* China, German trade data signal growth in demand
* Narrower U.S. trade deficit should boost GDP
* Shares of LinkedIn surge after earnings, outlook
* Indexes up: Dow 0.3 pct, S&P 0.4 pct, Nasdaq 0.8 pct
By Angela Moon
NEW YORK, Feb 8 (Reuters) - U.S. stocks edged higher on Friday, with the benchmark S&P index hitting a five-year high after a batch of positive economic reports, but gains were capped as investors grew cautious about a further advance.
Data showing stronger international trade from China and Germany and a report showing a smaller U.S. trade deficit in December were seen as encouraging signs of global demand.
Among stocks on the rise, the technology sector was boosted by gains in LinkedIn Corp and AOL Inc following their quarterly results.
The S&P 500, up 6.3 percent for the year, is on track for six straight weeks of gains. But the index has found it tougher to climb in recent days as investors await strong trading incentives to drive it further upward.

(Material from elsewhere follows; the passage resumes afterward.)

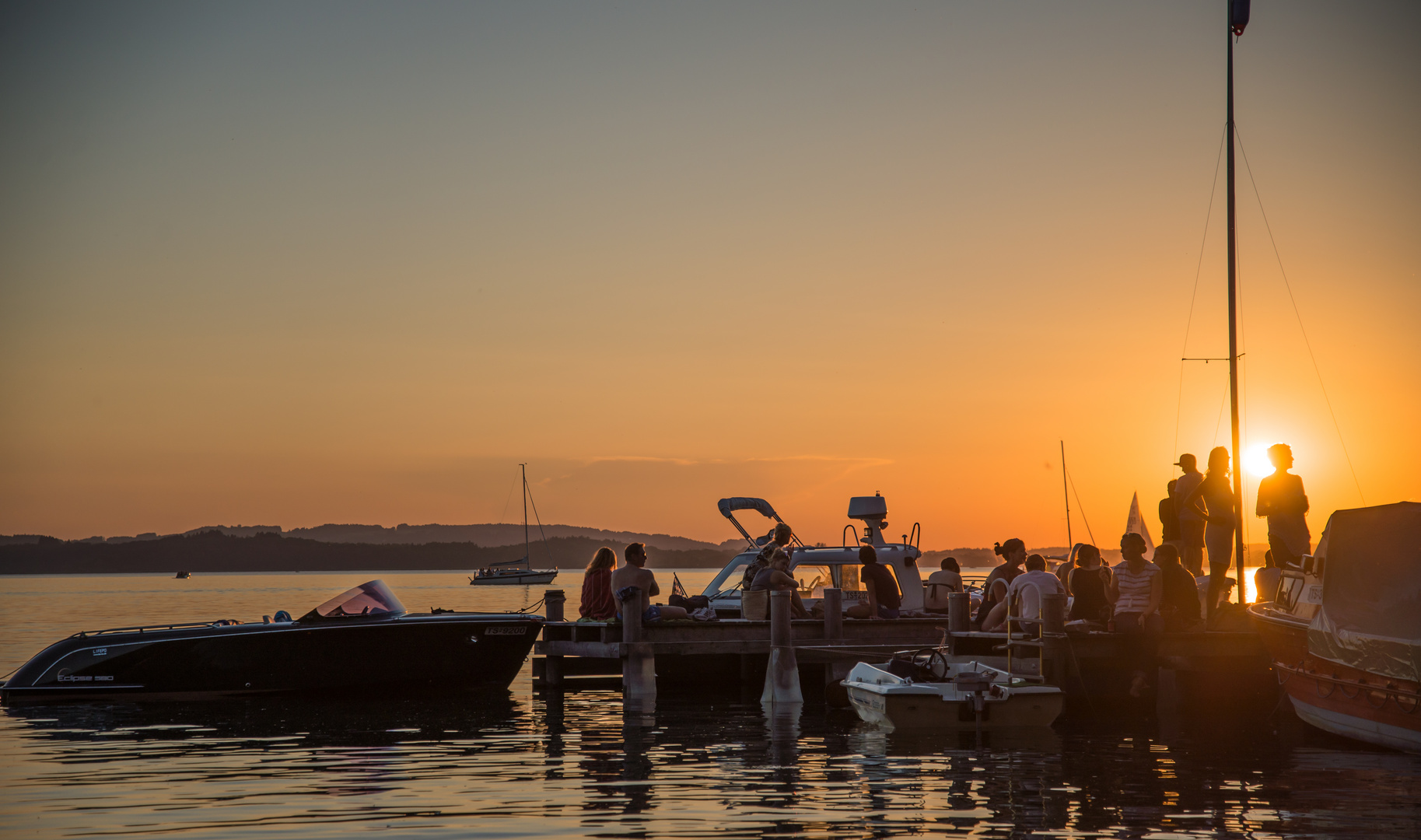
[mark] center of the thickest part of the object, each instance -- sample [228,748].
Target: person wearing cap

“We are going to have this churn and this consolidation, which actually isn’t a bad thing,” said Ken Polcari, director of the NYSE floor division at O‘Neil Securities in New York.

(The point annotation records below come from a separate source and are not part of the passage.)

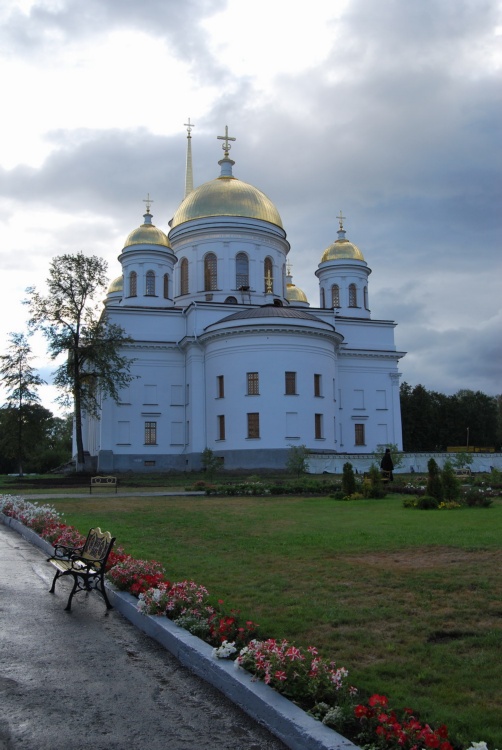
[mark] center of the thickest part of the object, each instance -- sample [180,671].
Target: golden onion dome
[147,234]
[226,196]
[342,249]
[117,285]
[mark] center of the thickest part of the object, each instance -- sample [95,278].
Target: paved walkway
[116,690]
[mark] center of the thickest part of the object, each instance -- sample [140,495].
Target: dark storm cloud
[45,29]
[102,172]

The market is building a base by consolidating and showing less volatility, he said.
“If it builds a base, from there it is easier to make the argument that you move ahead,” Polcari said.
The Dow Jones industrial average was up 34.83 points, or 0.25 percent, at 13,978.88. The Standard & Poor’s 500 Index was up 6.06 points, or 0.40 percent, at 1,515.45. The Nasdaq Composite Index was up 25.90 points, or 0.82 percent, at 3,191.04.
The CBOE Volatility index, Wall Street’s so-called fear gauge, was down 4.2 percent at 12.94. The gauge generally moves inversely to the S&P 500.
Still, there were concerns whether the market would stride higher.
“I‘m watching the 14 level closely. The break below it at the beginning of the year signaled the sharp rally in January, and a rally back above it could be a sign to exercise some caution,” said Bryan Sapp, senior trading analyst at Schaeffer’s Investment Research.
Healthcare stocks also performed well. The Morgan Stanley healthcare payor index was up 2.3 percent. Molina Healthcare Inc surged 9.7 percent to $31.67 as the biggest boost to the index after posting fourth-quarter earnings.
McDonald’s Corp said January sales at established hamburger restaurants around the world fell 1.9 percent, a steeper decline than analysts had expected. Still, shares edged up 0.7 percent to $95.31.
Data showed Chinese exports grew more than expected in January, while imports climbed 28.8 percent, highlighting robust domestic demand, while German data showed a 2012 surplus that was the nation’s second highest in more than 60 years, an indication of the underlying strength of Europe’s biggest economy.
Another positive sign was U.S. economic data which showed the trade deficit shrank in December to $38.5 billion, its narrowest in nearly three years, indicating the economy did much better in the fourth quarter than initially estimated.
Shares of LinkedIn jumped 18.8 percent to $147.40 after announcing quarterly profits and giving a bullish forecast for the year.
AOL Inc shares also jumped 7 percent to $33.60 after the online company said its quarterly profit had jumped, boosted by a 13 percent rise in advertising sales.
According to Thomson Reuters data through Friday morning, of 339 companies in the S&P 500 that have reported earnings, 69.9 percent have exceeded analysts’ expectations, above a 62 percent average since 1994 and 65 percent over the past four quarters.
Fourth-quarter earnings for S&P 500 companies grew 5.2 percent, according to the data, above a 1.9 percent forecast at the start of the earnings season.